I confess: I’ve taken pride in food I’ve gotten my kids to eat. When I recognized, in my daughter, my fondness for cheese, I took it to the limit. She’ll bite at Bucheron, but she tapped at a second smear of Teleggio. My son craved spicy stuff since the womb –the wife regularly had me running for Thai. At age four he sucked down bowls of salsa at our local Mexican place. Then, all of the sudden, he didn’t. I couldn’t figure what went wrong. My daughter caught on; it was a chorus of complaints about stuff being too “spicy.” By spicy they don’t mean hot, but bold. I took it personally. Then they started in with wanting the same dishes over and over again. Initially unbearable, but I’ve come around.
The first thing I learned to cook was a pan of popovers. My dad thought he was cute to teach me. He’d shoo me off to make them Saturday mornings, and then read the paper in peace. I knew his motives but didn’t mind. Nice story, right? The point is, it paid off.

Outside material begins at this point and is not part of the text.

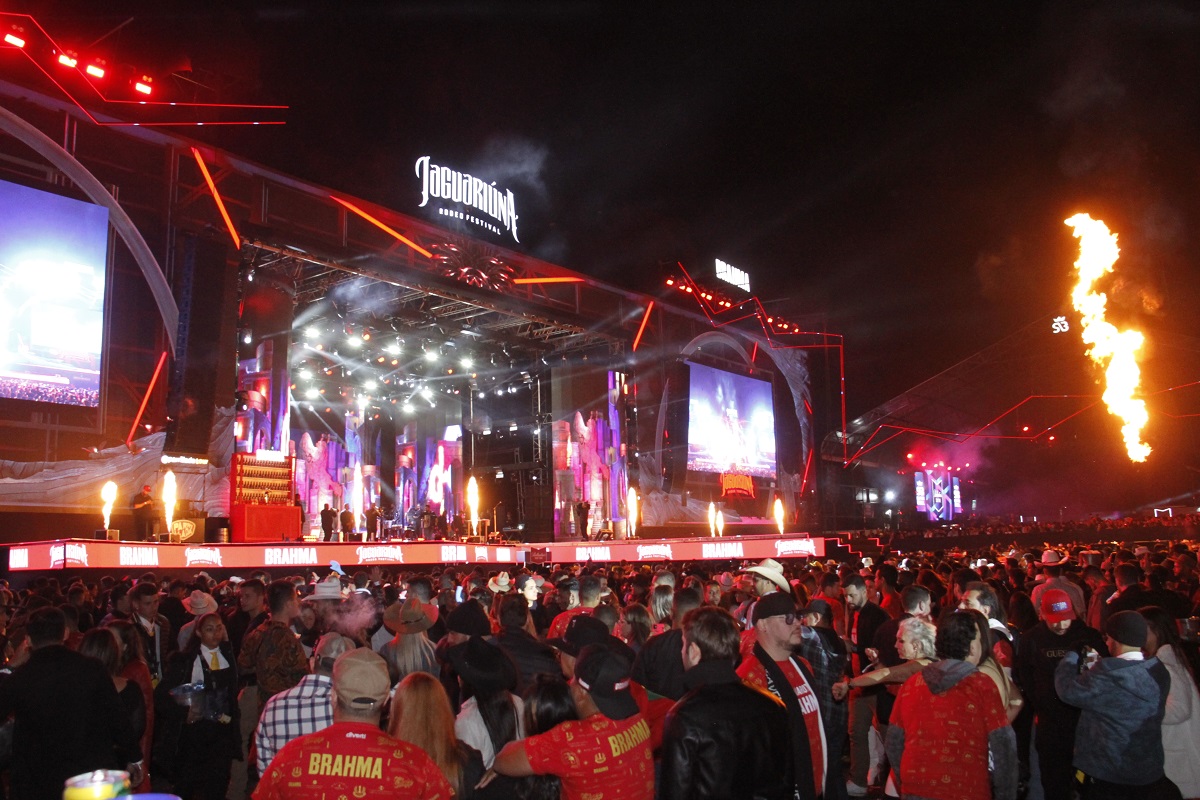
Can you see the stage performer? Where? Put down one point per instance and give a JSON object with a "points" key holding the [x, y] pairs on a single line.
{"points": [[328, 519], [143, 515], [347, 519], [773, 667]]}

At some point in our relationship, I discovered that the wife and I share an affection for popovers. It was nice knowing of at least one thing I can do for her –say to repent for referring to her as “the wife” in print. In turn, she taught me to truly appreciate popovers. For me they had been mostly amusing, a memento. She opened my eyes to the obsession. She shared her theory of condiment selection and efficient plan of attack. Always in the right as she informs me I stink at stopping to smell the roses, she’s absolutely pinned the point down with popovers. Never have I enjoyed them more. Last season, scandalized at Renaissance Festival stands’ inadequate preparation, despite perpetually long lines, she still shared when she finally got one. It took two days to get it, I think. No exaggeration. Maybe hysteria, inspired by the scarcity, made it the best I’ve ever eaten, but probably it was the way she handed it to me.

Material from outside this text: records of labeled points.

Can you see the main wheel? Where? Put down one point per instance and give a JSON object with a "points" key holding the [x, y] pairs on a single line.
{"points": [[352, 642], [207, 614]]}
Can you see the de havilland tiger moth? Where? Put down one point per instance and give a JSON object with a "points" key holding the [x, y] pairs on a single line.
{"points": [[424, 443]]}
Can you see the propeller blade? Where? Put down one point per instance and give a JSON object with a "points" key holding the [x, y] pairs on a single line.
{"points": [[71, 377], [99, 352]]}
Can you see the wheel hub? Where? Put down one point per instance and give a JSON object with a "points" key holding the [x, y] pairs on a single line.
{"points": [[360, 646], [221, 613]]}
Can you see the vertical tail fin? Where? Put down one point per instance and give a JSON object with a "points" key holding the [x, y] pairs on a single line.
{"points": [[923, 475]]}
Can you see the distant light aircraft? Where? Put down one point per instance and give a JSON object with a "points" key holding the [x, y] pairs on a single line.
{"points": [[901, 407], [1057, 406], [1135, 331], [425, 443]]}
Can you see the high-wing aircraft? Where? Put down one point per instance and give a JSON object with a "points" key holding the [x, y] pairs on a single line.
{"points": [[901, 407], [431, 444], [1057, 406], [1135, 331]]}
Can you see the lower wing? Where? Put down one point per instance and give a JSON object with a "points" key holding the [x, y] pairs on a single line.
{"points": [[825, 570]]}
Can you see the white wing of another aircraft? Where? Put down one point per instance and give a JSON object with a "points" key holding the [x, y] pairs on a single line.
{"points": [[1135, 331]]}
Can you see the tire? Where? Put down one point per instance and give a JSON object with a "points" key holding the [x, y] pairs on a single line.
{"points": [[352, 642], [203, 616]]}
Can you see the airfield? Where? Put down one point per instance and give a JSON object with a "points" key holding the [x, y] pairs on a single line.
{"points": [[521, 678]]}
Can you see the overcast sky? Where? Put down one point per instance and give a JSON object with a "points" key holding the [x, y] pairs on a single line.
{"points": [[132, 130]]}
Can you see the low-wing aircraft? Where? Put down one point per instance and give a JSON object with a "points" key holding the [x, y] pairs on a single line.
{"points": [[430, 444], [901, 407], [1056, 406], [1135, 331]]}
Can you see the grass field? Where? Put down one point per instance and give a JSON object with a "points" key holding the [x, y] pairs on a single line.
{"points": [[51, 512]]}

The moral is that similar pieces from our pasts combined to forge a shared experience. That’s not to say that bonds can’t be forged over fresh encounters with food, just that foods that are intimately understood provide a powerful hook.

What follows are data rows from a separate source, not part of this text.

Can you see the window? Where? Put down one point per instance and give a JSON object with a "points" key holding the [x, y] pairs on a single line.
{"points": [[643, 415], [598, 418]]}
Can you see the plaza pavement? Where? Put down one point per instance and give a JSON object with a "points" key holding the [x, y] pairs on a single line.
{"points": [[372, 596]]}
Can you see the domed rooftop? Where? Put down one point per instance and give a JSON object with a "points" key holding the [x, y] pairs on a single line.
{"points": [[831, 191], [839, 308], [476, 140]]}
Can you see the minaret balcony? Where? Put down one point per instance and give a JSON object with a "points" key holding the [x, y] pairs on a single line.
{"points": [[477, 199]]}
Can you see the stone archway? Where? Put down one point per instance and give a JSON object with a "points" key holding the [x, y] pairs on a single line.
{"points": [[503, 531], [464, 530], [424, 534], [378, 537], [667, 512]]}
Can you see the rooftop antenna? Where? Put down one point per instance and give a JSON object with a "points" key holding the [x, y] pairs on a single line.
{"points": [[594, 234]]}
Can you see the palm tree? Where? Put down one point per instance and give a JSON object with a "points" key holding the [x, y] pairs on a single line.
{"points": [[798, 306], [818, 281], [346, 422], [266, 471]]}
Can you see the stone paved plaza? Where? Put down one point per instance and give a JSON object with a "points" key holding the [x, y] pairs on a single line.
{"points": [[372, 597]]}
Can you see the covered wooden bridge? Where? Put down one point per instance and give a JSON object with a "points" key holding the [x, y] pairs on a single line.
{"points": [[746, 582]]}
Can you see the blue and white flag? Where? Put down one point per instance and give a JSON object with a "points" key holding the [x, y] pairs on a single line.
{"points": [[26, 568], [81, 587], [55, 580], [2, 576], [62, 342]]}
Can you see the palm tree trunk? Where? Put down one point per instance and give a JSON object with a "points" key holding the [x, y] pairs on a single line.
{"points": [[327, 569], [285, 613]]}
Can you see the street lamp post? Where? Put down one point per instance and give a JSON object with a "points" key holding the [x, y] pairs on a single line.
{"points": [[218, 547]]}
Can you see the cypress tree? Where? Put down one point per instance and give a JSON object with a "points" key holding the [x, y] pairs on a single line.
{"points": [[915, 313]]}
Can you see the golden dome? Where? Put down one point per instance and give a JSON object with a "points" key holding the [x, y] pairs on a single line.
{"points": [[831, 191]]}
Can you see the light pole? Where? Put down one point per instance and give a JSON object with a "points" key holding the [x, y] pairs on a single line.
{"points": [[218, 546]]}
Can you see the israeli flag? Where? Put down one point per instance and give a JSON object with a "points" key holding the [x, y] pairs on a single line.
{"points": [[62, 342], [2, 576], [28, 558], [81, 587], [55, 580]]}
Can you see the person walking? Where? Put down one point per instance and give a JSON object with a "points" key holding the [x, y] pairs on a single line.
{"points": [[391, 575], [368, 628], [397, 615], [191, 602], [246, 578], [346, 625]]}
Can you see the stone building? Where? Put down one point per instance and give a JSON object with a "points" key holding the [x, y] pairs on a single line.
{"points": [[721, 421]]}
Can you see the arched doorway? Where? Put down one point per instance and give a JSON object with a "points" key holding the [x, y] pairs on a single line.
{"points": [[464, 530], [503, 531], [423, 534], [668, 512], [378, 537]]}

It doesn’t always work this way. Fresh out of culinary school, I once assumed I could do Stroganoff at least as well as the one she grew up eating. While mine was technically perfect (don’t mind saying so myself), it missed the point (which was predictably frustrating for me).
Eventually though, this helped me understand how memories ooze from the idiosyncrasies of a given family recipe. These dishes have been enjoyed at length, and often enough, for the eater to have an appreciation of every wrinkle: the crispy corner there, the browned bit, the aroma of some specific ingredient. There are expectations. Where a fancy meal out impresses with finesse and novelty, under dimmed bulbs in a fleeting time frame, the old-familiars cut to the core and linger there in natural light.
This might explain why one’ll spout about a crafty cocktail the other evening, while the solid cup of coffee this morning is too sacred to spill even a single word. My kids sometimes suppose they want a sip of said coffee, but in the end it’s always too “spicy.” I can’t recall ever having shared any cocktail (just imagine the shiver) but my daughter will sample beer without hesitation -troubling though not unexpected. She draws the line at Imperial Porter.